Posted to issues@spark.apache.org by "Davies Liu (JIRA)" <ji...@apache.org> on 2016/04/28 00:30:13 UTC
[jira] [Commented] (SPARK-13837) SQL Context function to_date()
returns wrong date
[ https://issues.apache.org/jira/browse/SPARK-13837?page=com.atlassian.jira.plugin.system.issuetabpanels:comment-tabpanel&focusedCommentId=15261084#comment-15261084 ]
Davies Liu commented on SPARK-13837:
------------------------------------
@Amaud Caruso I'm in the same time zone as you , but can't reproduce you issue in both 1.6 branch and master.
{code}
>>> import datetime
>>> data = [[datetime.datetime(2015, 2, 20, 0, 0, 2)],[datetime.datetime(2015, 10, 9, 0, 0, 2)]]
>>> rddData = sc.parallelize(data)
fields=[StructField('timestamp', TimestampType(), True)]
schema=StructType(fields)
data_table=sqlCtx.createDataFrame(data,schema)
sqlCtx.registerDataFrameAsTable(data_table,"data")

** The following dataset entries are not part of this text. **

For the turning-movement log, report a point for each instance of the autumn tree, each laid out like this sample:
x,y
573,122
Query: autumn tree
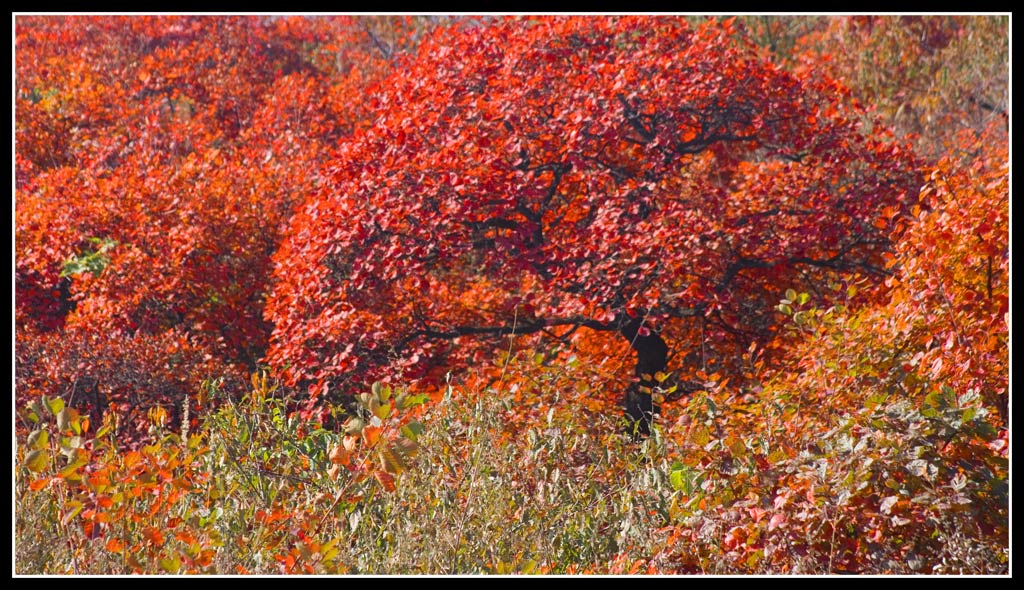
x,y
632,175
157,160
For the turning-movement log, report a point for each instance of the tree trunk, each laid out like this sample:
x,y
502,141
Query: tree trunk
x,y
652,357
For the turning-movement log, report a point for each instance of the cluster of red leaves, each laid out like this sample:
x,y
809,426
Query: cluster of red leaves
x,y
883,447
581,171
157,161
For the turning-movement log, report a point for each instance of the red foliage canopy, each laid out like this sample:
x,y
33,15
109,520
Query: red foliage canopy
x,y
619,174
158,158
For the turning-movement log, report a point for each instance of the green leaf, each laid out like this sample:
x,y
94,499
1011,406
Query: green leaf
x,y
171,564
412,430
38,439
55,406
412,401
37,460
383,411
64,416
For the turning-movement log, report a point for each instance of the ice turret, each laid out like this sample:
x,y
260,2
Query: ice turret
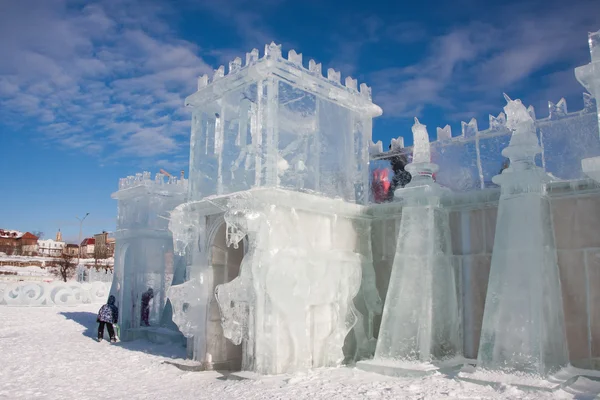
x,y
420,323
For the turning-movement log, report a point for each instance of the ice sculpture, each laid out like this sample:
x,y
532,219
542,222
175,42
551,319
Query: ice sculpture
x,y
293,298
278,155
144,248
523,324
420,325
589,76
272,122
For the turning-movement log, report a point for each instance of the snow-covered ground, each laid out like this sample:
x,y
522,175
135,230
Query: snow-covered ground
x,y
51,353
31,270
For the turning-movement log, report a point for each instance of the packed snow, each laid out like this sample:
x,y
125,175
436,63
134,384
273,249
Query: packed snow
x,y
52,353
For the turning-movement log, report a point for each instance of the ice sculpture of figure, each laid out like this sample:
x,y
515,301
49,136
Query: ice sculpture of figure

query="SELECT timestamp, TO_DATE(timestamp) FROM data "
df=sqlCtx.sql(query)
df.collect()
>>> fields=[StructField('timestamp', TimestampType(), True)]
>>> schema=StructType(fields)
>>> data_table=sqlCtx.createDataFrame(data,schema)
>>> sqlCtx.registerDataFrameAsTable(data_table,"data")
>>> query="SELECT timestamp, TO_DATE(timestamp) FROM data "
>>> df=sqlCtx.sql(query)
>>> df.collect()
[Row(timestamp=datetime.datetime(2015, 2, 20, 0, 0, 2), to_date(CAST(timestamp AS DATE))=datetime.date(2015, 2, 20)), Row(timestamp=datetime.datetime(2015, 10, 9, 0, 0, 2), to_date(CAST(timestamp AS DATE))=datetime.date(2015, 10, 9))]
{code}
> SQL Context function to_date() returns wrong date
> -------------------------------------------------
>
> Key: SPARK-13837
> URL: https://issues.apache.org/jira/browse/SPARK-13837
> Project: Spark
> Issue Type: Bug
> Components: SQL
> Affects Versions: 1.5.1
> Environment: Python version:
> 2.7.6 (default, Mar 22 2014, 22:59:56)
> [GCC 4.8.2]
> System timezone:
> PDT
> Reporter: Arnaud Caruso
> Fix For: 2.0.0
>
>
> When using the SQL Context function to_date on a timestamp, it sometimes returns the wrong date.
> Here's how to reproduce the bug in Python:
> data = [[datetime.datetime(2015, 2, 20, 0, 0, 2)],[datetime.datetime(2015, 10, 9, 0, 0, 2)]]
> rddData = sc.parallelize(data)
> fields=[StructField('timestamp', TimestampType(), True)]
> schema=StructType(fields)
> data_table=sqlCtx.createDataFrame(data,schema)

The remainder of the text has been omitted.